Le résultat est sans appel. Organisé en 8 jours sans la moindre anicroche – on saluera l’efficacité des fonctionnaires grecs –, le score du Non est limpide : avec 61% de votes contre l’austérité, le pays s’est très majoritairement rassemblé contre l’Europe néolibérale. Ce résultat qui dépasse de loin toutes les projections fonde la victoire magnifique d’un peuple qui refuse d’obérer plus longtemps son avenir, d’un peuple qui surmonte la peur et rouvre le champ des possibles pour lui-même et pour le continent.
Les effets de cette victoire vont longtemps résonner dans l’histoire européenne. Pour la première fois, le petit jeu bruxellois de la grande coalition permanente entre le centre-droit et le centre-gauche vole en éclat.
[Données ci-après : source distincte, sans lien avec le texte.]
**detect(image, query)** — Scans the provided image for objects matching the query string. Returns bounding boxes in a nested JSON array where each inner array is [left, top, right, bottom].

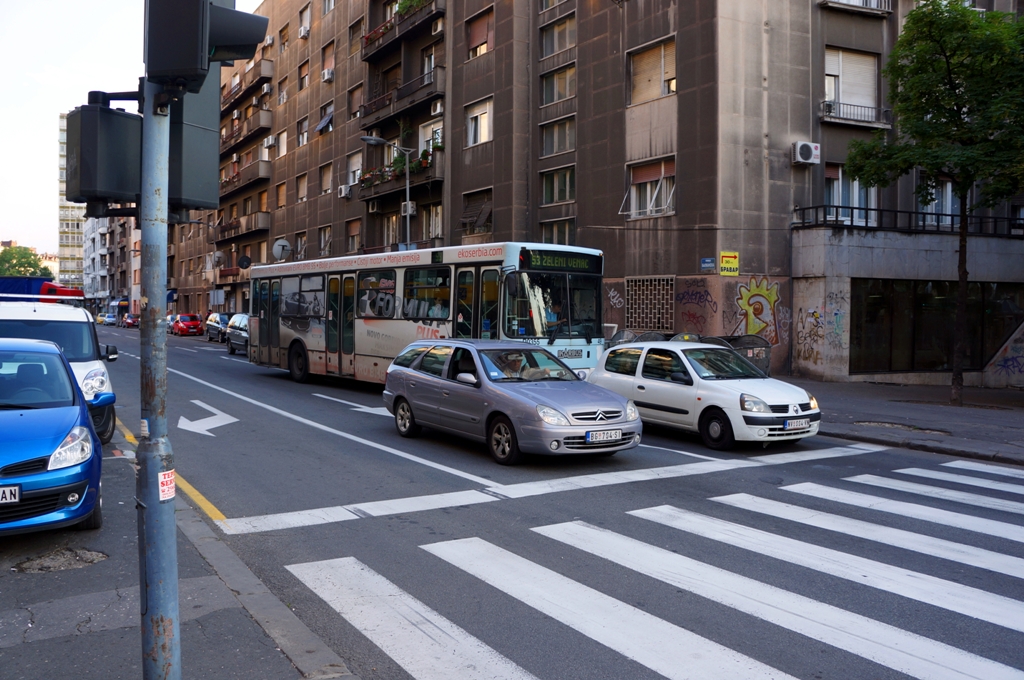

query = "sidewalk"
[[789, 378, 1024, 466]]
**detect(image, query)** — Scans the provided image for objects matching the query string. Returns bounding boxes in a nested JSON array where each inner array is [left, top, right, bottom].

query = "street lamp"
[[361, 135, 415, 246]]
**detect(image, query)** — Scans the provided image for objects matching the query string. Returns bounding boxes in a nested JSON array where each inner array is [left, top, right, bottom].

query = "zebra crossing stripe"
[[534, 521, 1024, 680], [422, 537, 796, 680], [846, 475, 1024, 516], [781, 483, 1024, 545], [896, 468, 1024, 497], [943, 460, 1024, 481], [285, 557, 539, 680], [711, 493, 1024, 579], [630, 505, 1024, 634]]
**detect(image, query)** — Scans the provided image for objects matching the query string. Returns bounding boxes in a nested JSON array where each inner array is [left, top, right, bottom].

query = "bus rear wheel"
[[289, 344, 310, 383]]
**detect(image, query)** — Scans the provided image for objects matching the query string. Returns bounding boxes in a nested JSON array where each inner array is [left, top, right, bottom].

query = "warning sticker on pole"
[[159, 470, 176, 501]]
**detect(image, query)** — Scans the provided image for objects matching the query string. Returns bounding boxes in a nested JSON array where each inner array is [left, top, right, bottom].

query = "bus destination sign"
[[520, 249, 602, 275]]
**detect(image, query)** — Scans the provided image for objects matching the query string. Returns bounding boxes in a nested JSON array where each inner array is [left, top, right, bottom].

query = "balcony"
[[167, 277, 178, 289], [358, 150, 445, 199], [819, 0, 891, 16], [213, 212, 272, 243], [820, 100, 892, 128], [362, 237, 444, 254], [220, 267, 240, 277], [220, 160, 272, 198], [362, 0, 446, 61], [166, 244, 175, 257], [793, 206, 1024, 238], [360, 68, 445, 128], [222, 59, 274, 110], [221, 110, 273, 155]]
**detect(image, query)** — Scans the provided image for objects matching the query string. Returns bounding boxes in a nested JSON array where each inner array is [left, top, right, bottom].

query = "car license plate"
[[586, 429, 622, 443], [784, 419, 810, 430], [0, 486, 20, 504]]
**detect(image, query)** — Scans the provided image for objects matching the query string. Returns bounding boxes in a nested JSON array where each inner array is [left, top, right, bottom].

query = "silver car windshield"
[[480, 349, 579, 382], [683, 348, 765, 380]]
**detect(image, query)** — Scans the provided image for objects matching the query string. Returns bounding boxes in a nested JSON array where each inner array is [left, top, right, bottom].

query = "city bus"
[[248, 242, 606, 383]]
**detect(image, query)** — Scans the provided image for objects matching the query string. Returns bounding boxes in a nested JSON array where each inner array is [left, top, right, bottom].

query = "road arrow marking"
[[314, 393, 391, 417], [177, 400, 239, 437]]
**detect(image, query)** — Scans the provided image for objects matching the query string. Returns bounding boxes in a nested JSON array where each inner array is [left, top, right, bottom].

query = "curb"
[[818, 425, 1024, 467]]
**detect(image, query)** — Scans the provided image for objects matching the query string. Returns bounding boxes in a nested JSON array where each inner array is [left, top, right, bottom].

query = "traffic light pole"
[[136, 79, 181, 680]]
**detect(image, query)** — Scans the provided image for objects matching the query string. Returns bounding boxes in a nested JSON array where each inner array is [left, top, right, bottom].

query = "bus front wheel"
[[288, 344, 310, 383]]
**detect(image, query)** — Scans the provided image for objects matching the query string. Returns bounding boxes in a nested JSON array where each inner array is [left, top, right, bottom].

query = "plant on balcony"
[[391, 154, 407, 176], [845, 0, 1024, 406], [432, 142, 444, 152], [396, 0, 431, 17], [363, 19, 395, 46]]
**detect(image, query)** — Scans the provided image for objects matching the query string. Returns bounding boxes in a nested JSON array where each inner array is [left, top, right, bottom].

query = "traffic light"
[[145, 0, 268, 94]]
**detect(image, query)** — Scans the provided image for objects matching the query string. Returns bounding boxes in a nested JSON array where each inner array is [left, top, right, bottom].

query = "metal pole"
[[404, 148, 411, 244], [137, 79, 181, 680]]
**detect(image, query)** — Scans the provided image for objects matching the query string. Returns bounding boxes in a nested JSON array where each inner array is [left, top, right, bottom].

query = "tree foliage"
[[0, 246, 53, 278]]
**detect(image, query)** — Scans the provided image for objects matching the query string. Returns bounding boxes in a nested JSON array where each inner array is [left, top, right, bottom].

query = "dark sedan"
[[225, 314, 248, 355], [205, 313, 230, 342]]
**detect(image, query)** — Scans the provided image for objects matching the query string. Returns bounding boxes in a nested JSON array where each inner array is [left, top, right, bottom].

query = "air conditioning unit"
[[791, 141, 821, 165], [430, 100, 443, 117], [368, 200, 381, 213], [251, 96, 260, 107], [261, 83, 273, 95], [338, 184, 352, 199], [263, 135, 277, 149], [431, 18, 444, 35], [400, 201, 416, 216], [322, 68, 335, 83], [298, 25, 310, 39], [232, 110, 241, 120], [264, 35, 274, 47], [231, 153, 240, 163]]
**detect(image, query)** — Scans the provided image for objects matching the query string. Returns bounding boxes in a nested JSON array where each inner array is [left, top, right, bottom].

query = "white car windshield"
[[683, 348, 765, 380], [0, 320, 100, 363], [480, 349, 578, 383]]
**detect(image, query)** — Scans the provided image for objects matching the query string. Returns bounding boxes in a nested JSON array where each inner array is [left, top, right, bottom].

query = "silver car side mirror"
[[456, 372, 478, 386]]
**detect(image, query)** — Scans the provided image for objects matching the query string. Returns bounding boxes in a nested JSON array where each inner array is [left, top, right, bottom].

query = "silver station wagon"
[[383, 340, 642, 465]]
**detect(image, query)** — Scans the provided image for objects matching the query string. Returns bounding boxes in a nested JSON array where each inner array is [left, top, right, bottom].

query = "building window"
[[347, 151, 362, 185], [467, 11, 494, 59], [542, 66, 576, 105], [541, 219, 574, 245], [621, 159, 675, 218], [630, 40, 676, 105], [466, 99, 492, 146], [421, 203, 443, 239], [319, 226, 333, 257], [297, 174, 308, 202], [298, 61, 310, 90], [243, 197, 253, 215], [385, 137, 400, 165], [347, 219, 361, 252], [541, 117, 575, 156], [323, 0, 335, 15], [460, 189, 492, 234], [258, 190, 268, 212], [540, 0, 565, 10], [316, 101, 334, 134], [420, 120, 443, 153], [277, 78, 288, 105], [541, 167, 575, 205], [384, 0, 399, 21], [322, 42, 335, 71], [320, 163, 333, 193], [277, 129, 288, 157], [295, 233, 307, 260], [231, 72, 240, 89], [348, 85, 363, 119], [297, 118, 309, 147], [825, 164, 877, 225], [383, 214, 400, 244], [541, 16, 575, 58], [918, 178, 963, 226], [349, 20, 363, 56], [276, 183, 286, 208], [230, 204, 239, 219], [825, 48, 878, 118], [279, 24, 289, 52], [244, 58, 254, 73], [299, 4, 311, 30]]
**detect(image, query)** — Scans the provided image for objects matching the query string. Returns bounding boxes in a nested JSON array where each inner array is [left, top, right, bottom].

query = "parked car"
[[225, 314, 249, 355], [205, 313, 230, 342], [589, 341, 820, 450], [171, 314, 203, 336], [96, 313, 114, 326], [0, 338, 112, 535], [166, 314, 174, 334], [121, 313, 139, 329], [383, 340, 642, 465], [0, 302, 118, 443]]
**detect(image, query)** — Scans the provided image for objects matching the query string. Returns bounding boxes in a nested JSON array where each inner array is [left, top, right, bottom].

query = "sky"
[[0, 0, 262, 254]]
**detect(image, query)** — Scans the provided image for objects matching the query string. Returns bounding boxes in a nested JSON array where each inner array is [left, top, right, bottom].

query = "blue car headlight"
[[48, 426, 93, 470]]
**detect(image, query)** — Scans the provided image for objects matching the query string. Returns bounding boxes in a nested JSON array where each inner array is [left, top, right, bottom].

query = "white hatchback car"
[[589, 341, 819, 450]]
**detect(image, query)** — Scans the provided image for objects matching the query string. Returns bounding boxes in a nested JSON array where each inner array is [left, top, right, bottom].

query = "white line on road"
[[712, 493, 1024, 579], [535, 521, 1024, 680], [897, 468, 1024, 496], [219, 355, 287, 371], [747, 442, 887, 464], [201, 347, 222, 352], [314, 393, 392, 417], [849, 474, 1024, 515], [637, 443, 720, 460], [286, 557, 540, 680], [632, 505, 1024, 634], [782, 482, 1024, 544], [943, 460, 1024, 481], [422, 537, 795, 680], [176, 347, 199, 353]]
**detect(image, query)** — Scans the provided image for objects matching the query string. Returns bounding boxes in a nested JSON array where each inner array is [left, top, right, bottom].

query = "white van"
[[0, 302, 118, 442]]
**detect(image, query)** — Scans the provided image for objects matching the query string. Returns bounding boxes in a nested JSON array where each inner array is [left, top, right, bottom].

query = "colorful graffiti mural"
[[732, 277, 782, 345]]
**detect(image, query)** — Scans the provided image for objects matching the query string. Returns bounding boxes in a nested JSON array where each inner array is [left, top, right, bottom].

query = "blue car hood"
[[0, 407, 79, 464]]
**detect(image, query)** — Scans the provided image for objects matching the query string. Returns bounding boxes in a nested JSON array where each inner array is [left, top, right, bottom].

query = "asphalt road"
[[4, 324, 1024, 680]]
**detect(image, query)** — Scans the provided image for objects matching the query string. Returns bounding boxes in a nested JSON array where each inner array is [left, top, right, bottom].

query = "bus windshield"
[[503, 272, 602, 340]]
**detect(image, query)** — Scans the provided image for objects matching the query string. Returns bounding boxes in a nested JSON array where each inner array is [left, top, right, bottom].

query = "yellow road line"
[[115, 418, 139, 445]]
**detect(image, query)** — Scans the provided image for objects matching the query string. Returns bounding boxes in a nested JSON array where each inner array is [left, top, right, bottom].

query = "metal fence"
[[794, 205, 1024, 237]]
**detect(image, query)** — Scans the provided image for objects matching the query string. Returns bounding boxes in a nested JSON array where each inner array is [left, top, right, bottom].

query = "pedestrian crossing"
[[286, 458, 1024, 680]]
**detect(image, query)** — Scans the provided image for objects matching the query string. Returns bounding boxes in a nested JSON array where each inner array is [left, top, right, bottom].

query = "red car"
[[122, 313, 139, 328], [172, 314, 203, 336]]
Deux légitimités à l’état pur se sont affrontées : celle de la démocratie du peuple souverain et celle des règles bureaucratiques patiemment sédimentées par les forces du capital transnational et de la finance. C’est un exemple pour tous les Européens, la démonstration vivante que leurs dirigeants peuvent impulser d’autres choix pour peu qu’ils en aient le courage.
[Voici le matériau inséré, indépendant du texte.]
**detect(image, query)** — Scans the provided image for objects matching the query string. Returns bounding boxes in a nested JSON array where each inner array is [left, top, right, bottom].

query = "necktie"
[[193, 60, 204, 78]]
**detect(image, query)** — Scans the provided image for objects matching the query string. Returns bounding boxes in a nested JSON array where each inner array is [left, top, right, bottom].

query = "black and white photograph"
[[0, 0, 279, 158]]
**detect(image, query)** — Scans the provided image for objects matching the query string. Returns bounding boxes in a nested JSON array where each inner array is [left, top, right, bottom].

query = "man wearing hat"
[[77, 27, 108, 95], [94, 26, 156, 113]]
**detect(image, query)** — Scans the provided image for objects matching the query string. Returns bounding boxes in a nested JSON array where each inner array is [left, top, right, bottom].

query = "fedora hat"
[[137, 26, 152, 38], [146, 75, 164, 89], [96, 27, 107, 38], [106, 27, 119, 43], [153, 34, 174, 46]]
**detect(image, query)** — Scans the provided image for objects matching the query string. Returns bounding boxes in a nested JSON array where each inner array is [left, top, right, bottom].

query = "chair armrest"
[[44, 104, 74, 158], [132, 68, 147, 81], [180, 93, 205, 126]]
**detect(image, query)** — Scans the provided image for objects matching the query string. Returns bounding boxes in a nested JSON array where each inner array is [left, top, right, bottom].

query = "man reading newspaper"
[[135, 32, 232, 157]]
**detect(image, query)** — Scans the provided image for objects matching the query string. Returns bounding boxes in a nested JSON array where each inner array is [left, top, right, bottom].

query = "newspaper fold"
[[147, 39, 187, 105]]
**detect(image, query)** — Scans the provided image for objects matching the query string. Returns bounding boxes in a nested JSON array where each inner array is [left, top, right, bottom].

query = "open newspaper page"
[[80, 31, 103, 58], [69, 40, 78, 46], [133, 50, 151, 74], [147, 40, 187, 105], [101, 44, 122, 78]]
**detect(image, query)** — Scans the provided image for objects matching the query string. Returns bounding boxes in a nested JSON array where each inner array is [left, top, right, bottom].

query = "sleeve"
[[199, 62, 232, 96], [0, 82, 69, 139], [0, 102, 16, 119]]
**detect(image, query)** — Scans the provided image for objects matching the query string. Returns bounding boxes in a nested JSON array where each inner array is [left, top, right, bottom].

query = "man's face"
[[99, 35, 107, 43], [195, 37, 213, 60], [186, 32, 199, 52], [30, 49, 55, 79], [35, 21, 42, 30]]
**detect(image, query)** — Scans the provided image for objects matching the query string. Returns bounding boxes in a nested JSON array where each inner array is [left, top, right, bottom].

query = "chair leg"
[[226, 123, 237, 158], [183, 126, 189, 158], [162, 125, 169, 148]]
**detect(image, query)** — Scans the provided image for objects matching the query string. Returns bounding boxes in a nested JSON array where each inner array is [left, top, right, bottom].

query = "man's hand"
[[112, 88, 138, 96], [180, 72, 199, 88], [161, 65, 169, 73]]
Une conséquence très immédiate du résultat de dimanche est de dramatiquement rapprocher l’horizon d’une sortie de l’Euro de la Grèce. Le mandat donné à Alexis Tspiras est sans ambiguïté. Il ne peut pas revenir à Athènes avec un deal qui se résumerait à accepter un nouveau memorandum en échange d’une restructuration de la dette. La droite du gouvernement qui s’était opposée à l’idée du referendum n’est décemment pas en position d’avancer ses pions et le gouvernement n’aurait de toute façon pas de majorité au parlement, ni dans le pays, pour voter un nouveau diktat. Dans le camp des créanciers les choses ne sont guère plus ouvertes. La méthode Merkel de gestion de la crise européenne débouche sur une impasse. Elle ne peut sauver l’intégrité de l’Euro sans remettre en cause le noyau dur de son fonctionnement, à savoir l’absence de transferts financiers entre pays et des mécanismes d’ajustements reposant exclusivement sur les salaires et les dépenses publiques. On n’imagine pas une telle volte-face. Pas plus qu’il ne semble raisonnable de penser que François Hollande peut renverser la table. Certes, le gouvernement américain effaré par l’incurie des dirigeants européens va tout faire pour imposer un compromis, d’ultimes tractations vont avoir lieu, mais la mécanique enclenchée semble désormais presque inéluctable. Les banques grecques n’ont que 24h de liquidités dans leur coffres et si la BCE ne rouvre pas le robinet – ce qu’elle ne peut formellement pas faire sans accord financier plus large – elles vont se retrouver en faillite très prochainement. Le gouvernement grec serait alors contraint d’intervenir, en créant sous une forme ou sous une autre une nouvelle monnaie.
Le plébiscite d’Athènes est sur le point de faire bifurquer le continent. Mais ce Non n’est encore qu’une promesse qui doit s’actualiser. S’il refuse de céder aux ultimes pressions de ses créanciers, le gouvernement Syriza va devoir se doter dans les jours qui viennent d’outils qui lui permettront de briser l’éternel présent du néolibéralisme. A l’avant-garde des peuples européens, les Grecs s’apprêtent à écrire une nouvelle page de l’histoire de l’émancipation humaine. Leurs victoires seront nos victoires.